Exactly a year ago, La Esquina de un Migrante a Linux was born in a wokshop about educational blogs in my university.
I attended the workshop mainly out of curiosity: I wanted to see how blogging was being used in the educational sphere.
I remember everything quite well: The audience was composed almost completely of female professors of varied ages. Mechatotoro and I were the only males in the group. Apparently, our female colleagues are more conscious of the impact of technology in education, or at least they showed more interest.
Part of the workshop was making our own educational blog. How to make it didn't represent a challenge to me...the real problem was what to make it about.
Mechatotoro, who had being blogging for some time already about his experiences with Mandriva Linux, suggested (again!) that I could similarly record my Linux experiences. After all, Mepis 8.0 shared a very modest slice of my hard drive since I had installed it a couple of months before the workshop.
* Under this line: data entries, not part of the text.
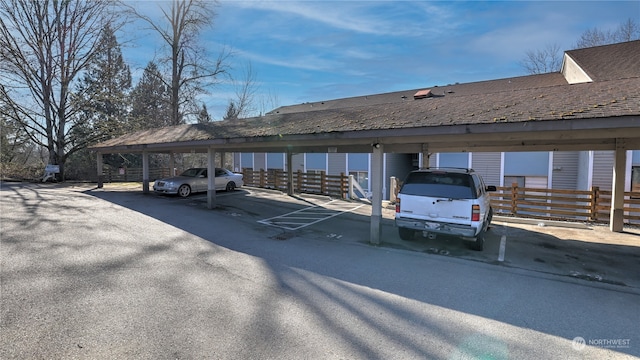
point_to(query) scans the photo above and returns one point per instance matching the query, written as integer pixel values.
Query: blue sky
(304, 51)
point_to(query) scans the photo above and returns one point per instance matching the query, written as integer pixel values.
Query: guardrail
(133, 174)
(552, 204)
(313, 183)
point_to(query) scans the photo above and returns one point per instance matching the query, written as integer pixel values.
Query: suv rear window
(443, 185)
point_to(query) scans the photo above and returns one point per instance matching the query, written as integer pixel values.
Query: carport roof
(537, 112)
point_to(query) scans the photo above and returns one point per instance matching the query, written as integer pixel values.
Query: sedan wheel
(184, 190)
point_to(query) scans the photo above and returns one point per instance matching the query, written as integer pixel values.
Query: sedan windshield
(190, 173)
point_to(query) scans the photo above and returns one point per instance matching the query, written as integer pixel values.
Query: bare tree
(44, 46)
(191, 70)
(626, 31)
(549, 59)
(243, 104)
(543, 61)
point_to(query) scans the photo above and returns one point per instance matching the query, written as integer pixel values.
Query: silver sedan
(195, 180)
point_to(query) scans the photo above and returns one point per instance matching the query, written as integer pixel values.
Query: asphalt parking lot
(114, 273)
(587, 252)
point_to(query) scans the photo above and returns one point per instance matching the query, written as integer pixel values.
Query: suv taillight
(475, 212)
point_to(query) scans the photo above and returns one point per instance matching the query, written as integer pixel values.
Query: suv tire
(406, 234)
(478, 245)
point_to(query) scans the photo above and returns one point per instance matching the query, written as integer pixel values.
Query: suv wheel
(478, 245)
(406, 234)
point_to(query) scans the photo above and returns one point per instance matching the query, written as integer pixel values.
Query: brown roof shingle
(609, 62)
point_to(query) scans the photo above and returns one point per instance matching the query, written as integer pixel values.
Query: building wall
(315, 162)
(603, 169)
(488, 166)
(457, 160)
(259, 161)
(298, 162)
(337, 164)
(565, 170)
(275, 161)
(396, 165)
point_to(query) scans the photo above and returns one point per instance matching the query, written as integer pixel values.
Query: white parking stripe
(503, 245)
(310, 215)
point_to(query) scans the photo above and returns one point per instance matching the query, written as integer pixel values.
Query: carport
(588, 116)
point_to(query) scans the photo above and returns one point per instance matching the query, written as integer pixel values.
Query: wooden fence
(133, 174)
(313, 183)
(554, 204)
(549, 204)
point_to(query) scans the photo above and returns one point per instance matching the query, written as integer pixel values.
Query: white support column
(376, 189)
(222, 156)
(289, 173)
(616, 220)
(172, 164)
(99, 169)
(211, 178)
(145, 172)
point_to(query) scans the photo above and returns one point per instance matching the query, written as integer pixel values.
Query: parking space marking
(310, 215)
(503, 245)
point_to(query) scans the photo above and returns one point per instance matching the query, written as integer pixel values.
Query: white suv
(448, 201)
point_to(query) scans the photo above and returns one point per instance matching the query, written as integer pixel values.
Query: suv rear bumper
(466, 232)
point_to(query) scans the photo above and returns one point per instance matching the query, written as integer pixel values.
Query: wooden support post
(616, 220)
(289, 173)
(211, 178)
(145, 172)
(99, 170)
(376, 177)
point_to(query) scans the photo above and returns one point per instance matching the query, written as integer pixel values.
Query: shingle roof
(609, 62)
(580, 101)
(526, 99)
(480, 87)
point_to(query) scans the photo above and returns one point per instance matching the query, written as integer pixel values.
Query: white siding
(565, 170)
(259, 161)
(603, 169)
(297, 161)
(337, 164)
(487, 164)
(397, 165)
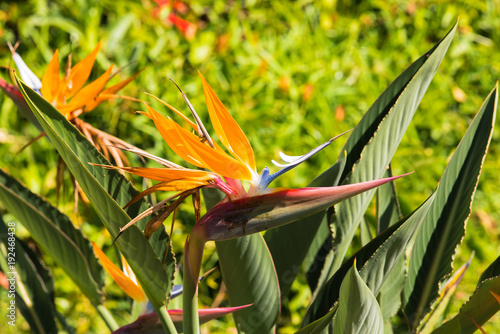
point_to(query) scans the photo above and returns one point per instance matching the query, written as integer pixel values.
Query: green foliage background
(293, 74)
I wasn't so sure. By that time I still had my doubts about Linux. True, I used Mepis Linux 75% of my time, but I didn't want to let Windows go. I was afraid Linux could break my system, so blogging about Linux didn't seem a good idea. Now I find that fear so ironic! :P
I heard Mechatotoro and, as an educational experiment combined with a desire to preserve my own learning, gave life to this humble blog. It was indeed the least fancy among the other fourteen newborn blogs. Unlike the others, this blog lacked a target audience: it wasn't linked to any specific course. No student would directly profit from it...Unlike Mechatotoro's blog, mine lacked a clear direction. I was not a full Linux user, so my experiences would not make any difference...I had no commitment to Linux as I had it to Windows. I would never abandon Windows...that was what I thought.
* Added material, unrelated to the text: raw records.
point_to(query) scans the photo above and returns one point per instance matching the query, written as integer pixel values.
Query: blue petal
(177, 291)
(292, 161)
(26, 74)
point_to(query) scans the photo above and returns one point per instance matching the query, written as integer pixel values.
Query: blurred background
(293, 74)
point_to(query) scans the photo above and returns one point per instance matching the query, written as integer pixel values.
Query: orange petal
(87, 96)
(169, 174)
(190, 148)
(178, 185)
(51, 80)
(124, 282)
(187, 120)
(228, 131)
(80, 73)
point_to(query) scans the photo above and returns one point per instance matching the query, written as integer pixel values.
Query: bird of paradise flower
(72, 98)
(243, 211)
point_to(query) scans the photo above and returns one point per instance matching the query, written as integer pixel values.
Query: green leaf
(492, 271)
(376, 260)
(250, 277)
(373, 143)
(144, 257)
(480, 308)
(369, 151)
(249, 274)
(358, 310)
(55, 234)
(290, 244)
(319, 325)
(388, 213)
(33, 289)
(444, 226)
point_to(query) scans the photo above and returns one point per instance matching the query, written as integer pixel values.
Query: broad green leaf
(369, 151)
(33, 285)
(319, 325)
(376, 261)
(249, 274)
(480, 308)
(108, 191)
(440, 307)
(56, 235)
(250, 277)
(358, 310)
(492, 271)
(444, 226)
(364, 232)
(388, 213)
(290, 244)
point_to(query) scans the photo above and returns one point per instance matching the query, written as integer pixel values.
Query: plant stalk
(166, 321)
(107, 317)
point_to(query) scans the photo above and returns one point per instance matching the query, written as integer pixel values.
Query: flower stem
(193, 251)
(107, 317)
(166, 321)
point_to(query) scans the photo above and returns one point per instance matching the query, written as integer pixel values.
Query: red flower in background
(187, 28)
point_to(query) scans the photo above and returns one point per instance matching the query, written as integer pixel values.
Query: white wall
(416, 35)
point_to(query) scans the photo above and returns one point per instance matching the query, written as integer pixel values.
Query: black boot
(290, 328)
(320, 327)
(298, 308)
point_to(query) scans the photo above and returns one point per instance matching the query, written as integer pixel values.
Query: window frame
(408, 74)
However, the more I recorded my experiences with Linux, the more I reflected on many issues: freedom, security, politics, business practices, costumer rights, computing and satisfaction, shifting paradigms...
And a paradigm shifted. I don't even remember when, but the barely visible 5 Gb partition of Mepis grew; XP had to kiss another 20 GB goodbye. Later on, XP was confined to a virtual machine on my Mepis system, and I just booted my virtual XP very ocassionaly.
Nowadays, I'm a full Linux user. I've learned something, although I am still far away from calling myself knowledgeable about Linux. Also, I've been able to help others on forums as well as to contribute very modestly to two Linux projects, basically doing what any inexperienced person can do.
Although I've heard that my Linux experience here has helped others, this blog has been a much better educational agent for myself: it taught me to value what is actually valuable---a community of human beings and an OS that works for me instead of working for big corporations who just care about themselves and my money.